For the reasons stated above, we hold that there is no requirement that an appellate court consider portions of the record that it has ordered to be obtained as a supplement to the existing record. The Court of Special Appeals did not abuse its discretion. In so holding, we affirm the judgment of the Court of Special Appeals that, in the context of summary judgment: (1) the Circuit Court for Wicomico County erred as a matter of law in finding that Meeks’s claim was barred by the statute of limitations; and (2) the Circuit Court for Wicomico County did not abuse its discretion by denying *180Dashiell’s motion for summary judgment on judicial estoppel grounds. Dashiell is free to assert the claims of limitations, judicial estoppel and any other defenses upon remand.

JUDGMENT OF THE COURT OF SPECIAL APPEALS AFFIRMED. COSTS IN THIS COURT AND IN THE COURT OF SPECIAL APPEALS TO BE DIVIDED BETWEEN THE PARTIES.

HARRELL, J., Dissents.

. Meeks also filed suit against Dashiell’s law firm, Heame & Bailey, P.A. Both Dashiell and Heame & Bailey, P.A. will be collectively referred to herein as "Dashiell."

. The discovery rule tolls the running of the statute of limitations until the potential plaintiff discovers or should have discovered the alleged injury, Frederick Road Ltd. Partnership v. Brown & Sturm, 360 Md. 76, 95, 756 A.2d 963, 973 (2000). We discuss the rule in more detail below.

. The dissent argued that the court should have considered the record from the divorce case. Meeks v. Dashiell, 166 Md.App. 415, 890 A.2d 779 (2006) (Deborah Eyler, J. dissenting).

. While there may be a linguistic difference in the holdings of Basiliko and Foy as to the appropriateness of the exercise of discretion in the granting of such matters, the cases are consistent in that both cases hold that a trial court has discretion to deny the granting of motions for summary judgment.

. "Rule 5-201. Judicial notice of adjudicative facts.

(a) Scope of Rule. This Rule governs only judicial notice of adjudicative facts. Sections (d), (e), and (g) of this Rule do not apply in the Court of Special Appeals or the Court of Appeals.
(b) Kinds of facts. A judicially noticed fact must be one not subject to reasonable dispute in that it is either (1) generally known within the territorial jurisdiction of the trial court or (2) capable of accurate and ready determination by resort to sources whose accuracy cannot reasonably be questioned.
(c) When discretionary. A court may take judicial notice, whether requested or not.
(d) When mandatory. A court shall take judicial notice if requested by a party and supplied with the necessary information.
(e) Opportunity to be heard. Upon timely request, a party is entitled to an opportunity to be heard as to the propriety of taking judicial notice and the tenor of the matter noticed. In the absence of prior notification, the request may be made after judicial notice has been taken.
(f) Time of taking notice. Judicial notice may be taken at any stage of the proceeding.
(g) Instructing jury. The court shall instruct the jury to accept as conclusive any fact judicially noticed, except that in a criminal action, the court shall instruct the jury that it may, but is not required to, accept as conclusive any judicially noticed fact adverse to the accused.

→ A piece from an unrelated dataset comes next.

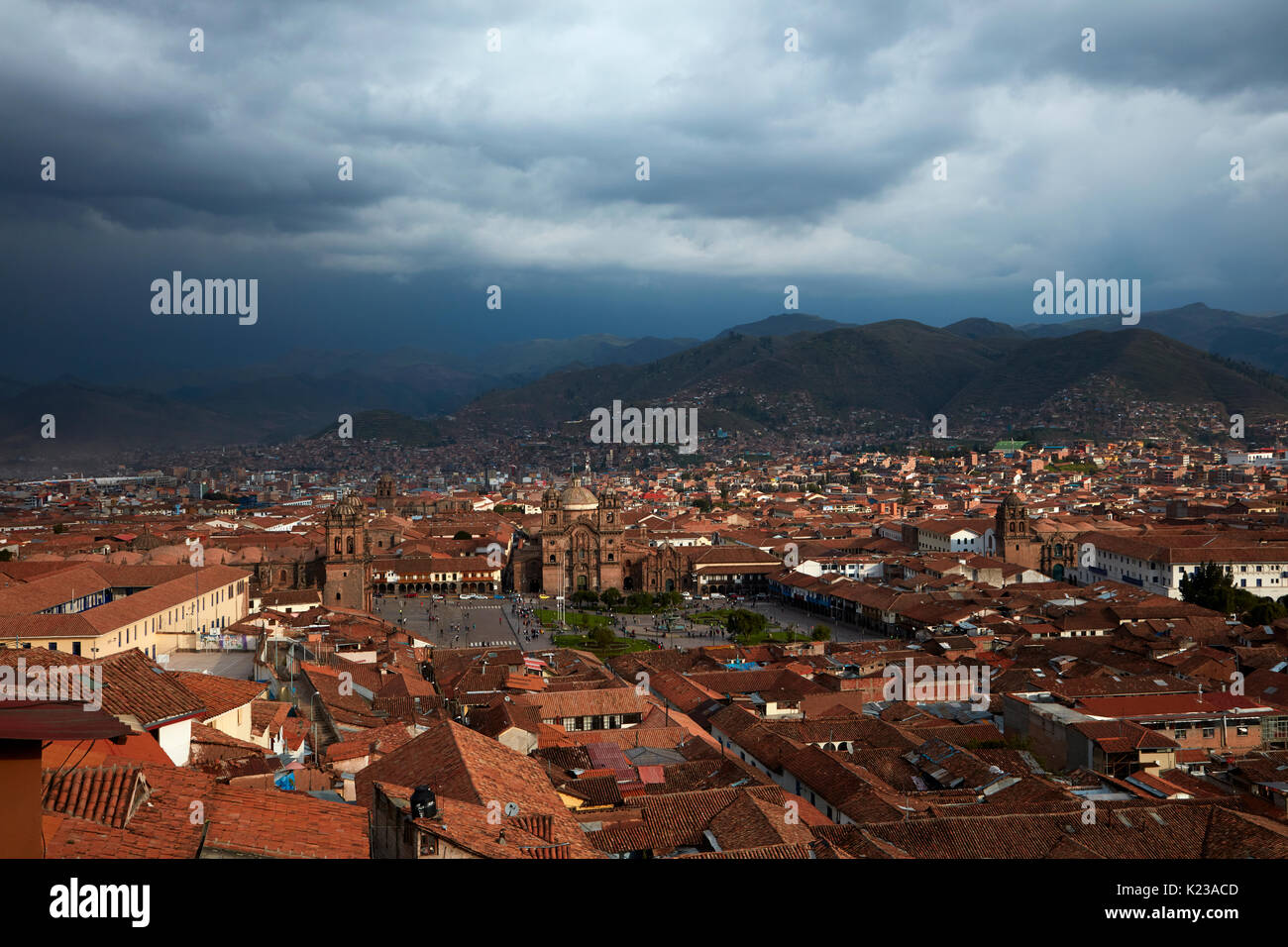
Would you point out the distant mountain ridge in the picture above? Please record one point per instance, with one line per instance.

. There are both adjudicative and legislative facts. We have previously distinguished the two:

"The difference between adjudicative and legislative facts is not easily drawn; Professor Davis says that adjudicative facts are facts about the parties and their activities, businesses and properties. They usually answer the questions of who did what, where, when, how, why, with what motive or intent while legislative facts do not usually concern the immediate parties but are general facts which help the tribunal decide questions of law and policy and discretion."

Montgomery County v. Woodward & Lothrop, Inc., 280 Md. 686, 711-12, 376 A.2d 483, 497 (1977) (citation omitted) (quotations omitted).